This past February, a tragic triple suicide of a mother and her two daughters in the Songpa district of Seoul sparked a public outcry about blind spots in the basic livelihood benefits system. Despite this, the number of benefit recipients this past June actually decreased by 7,580 from the same period last year, when there were 1.36 million recipients.

Even though this family was living under the poverty line and found it difficult to support themselves on their own, they were ineligible for welfare support including the basic livelihood benefits. In the end, they committed suicide.

The primary reason that the number of welfare recipients is decreasing each year is because more people are disqualified from receiving benefits than are newly added to the program. In 2013 alone, only 126,504 new people were registered as welfare recipients, while 169,655 people were dropped from the program. As a result, the number of recipients decreased by 43,151 people. In 2014, there have also been more people disqualified (79,355) than newly registered (71,775).

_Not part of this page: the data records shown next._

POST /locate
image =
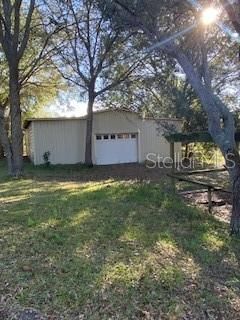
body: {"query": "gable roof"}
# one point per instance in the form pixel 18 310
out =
pixel 27 122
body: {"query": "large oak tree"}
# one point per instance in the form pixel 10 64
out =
pixel 174 27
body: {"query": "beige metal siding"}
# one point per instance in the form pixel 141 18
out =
pixel 63 139
pixel 30 142
pixel 150 132
pixel 153 141
pixel 114 122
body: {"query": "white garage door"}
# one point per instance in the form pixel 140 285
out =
pixel 116 148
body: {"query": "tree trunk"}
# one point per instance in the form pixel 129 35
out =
pixel 5 142
pixel 16 122
pixel 224 136
pixel 1 151
pixel 233 165
pixel 88 148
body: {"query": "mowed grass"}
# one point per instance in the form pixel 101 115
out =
pixel 114 250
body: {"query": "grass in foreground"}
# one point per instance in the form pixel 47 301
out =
pixel 114 250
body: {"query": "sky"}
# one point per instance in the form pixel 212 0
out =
pixel 71 108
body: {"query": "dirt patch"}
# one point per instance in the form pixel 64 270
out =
pixel 222 203
pixel 138 172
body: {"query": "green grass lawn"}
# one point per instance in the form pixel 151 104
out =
pixel 114 250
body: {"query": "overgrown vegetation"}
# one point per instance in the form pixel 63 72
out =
pixel 112 249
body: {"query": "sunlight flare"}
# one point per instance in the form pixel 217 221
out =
pixel 210 15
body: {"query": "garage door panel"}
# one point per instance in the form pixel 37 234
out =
pixel 114 151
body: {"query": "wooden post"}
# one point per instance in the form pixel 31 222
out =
pixel 209 199
pixel 172 156
pixel 238 145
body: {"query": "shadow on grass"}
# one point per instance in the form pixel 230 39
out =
pixel 118 250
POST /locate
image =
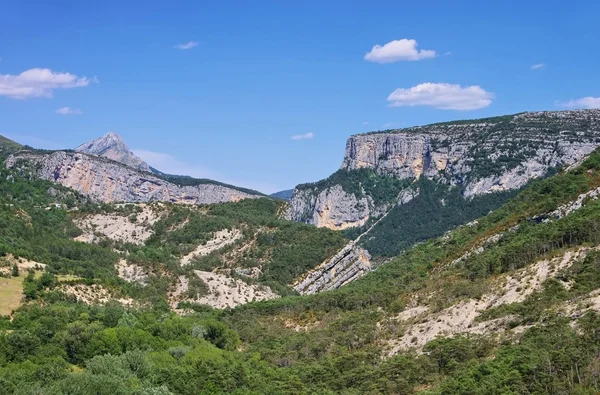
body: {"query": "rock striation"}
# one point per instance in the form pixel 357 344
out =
pixel 108 181
pixel 112 146
pixel 479 156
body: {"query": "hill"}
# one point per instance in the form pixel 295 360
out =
pixel 400 187
pixel 507 302
pixel 284 195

The reasons that 169,655 people were removed from the basic livelihood program in 2013 include an increase in their income or assets (47,437) and the obligation of their children to take care of them (21,971). The government determined that these people were making too much money to qualify for basic livelihood benefits.

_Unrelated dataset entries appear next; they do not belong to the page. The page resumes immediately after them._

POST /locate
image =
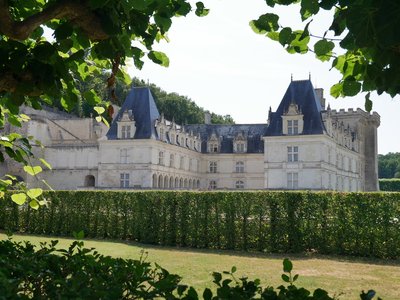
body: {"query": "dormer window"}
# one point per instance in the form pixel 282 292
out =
pixel 240 143
pixel 126 125
pixel 293 127
pixel 292 120
pixel 213 144
pixel 126 132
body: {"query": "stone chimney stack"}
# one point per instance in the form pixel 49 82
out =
pixel 320 94
pixel 207 118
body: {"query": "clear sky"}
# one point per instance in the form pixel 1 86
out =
pixel 222 65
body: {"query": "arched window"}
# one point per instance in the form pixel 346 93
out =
pixel 239 168
pixel 160 182
pixel 161 158
pixel 239 184
pixel 89 181
pixel 166 182
pixel 213 167
pixel 212 185
pixel 154 180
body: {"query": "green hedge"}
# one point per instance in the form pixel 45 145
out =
pixel 363 224
pixel 390 185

“We are told that the number of recipients of basic livelihood benefits has decreased by about 220,000 over the past five years. This number should be seen as signifying not those who have come out of poverty, but simply those who have been deprived of their basic livelihood benefits. If the government means to guarantee poor people welfare benefits including the basic livelihood benefits, it must eliminate the blind spots in the welfare system by relaxing the standards for support by children and by recalculating the minimum cost of living, which at the moment is absurdly low,” said Kim Yun-young, secretary general of Korean People’s Solidarity Against Poverty.